Grain‐size analyses of the soils at Meridiani Planum have been used to identify rock sources for the grains and provide information about depositional processes under past and current conditions. Basaltic sand, dust, millimeter‐size hematite‐rich spherules interpreted as concretions, spherule fragments, coated partially buried spherules, basalt fragments, sedimentary outcrop fragments, and centimeter‐size cobbles are concentrated on the upper surfaces of the soils as a lag deposit, while finer basaltic sands and dust dominate the underlying soils. There is a bimodal distribution of soil grain sizes with one population representing grains <125 μm and the other falling between 1–4.5 mm. Soils within craters like Eagle and Endurance show a much greater diversity of grain morphologies compared to the plains. The spherules found in the plains soils are approximately 1–2 mm smaller in size than those seen embedded in the outcrop rocks of Eagle and Endurance craters.
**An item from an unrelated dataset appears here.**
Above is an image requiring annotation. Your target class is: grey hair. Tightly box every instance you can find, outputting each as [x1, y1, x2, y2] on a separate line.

The average major axis for all unfractured spherules measured in the soils and outcrop rocks is 2.87 ± 1.18 mm, with a trend toward decreasing spherule sizes in both the soils and outcrop rocks as the rover drove southward. Wind ripples seen across the plains of Meridiani are dominated by similar size (1.3–1.7 mm) hematite‐rich grains, and they match in size the larger grains on plains ripples at Gusev Crater. Larger clasts and centimeter‐size cobbles that are scattered on the soils have several spectral and compositional types, reflecting multiple origins. The cobbles tend to concentrate within ripple troughs along the plains and in association with outcrop exposures.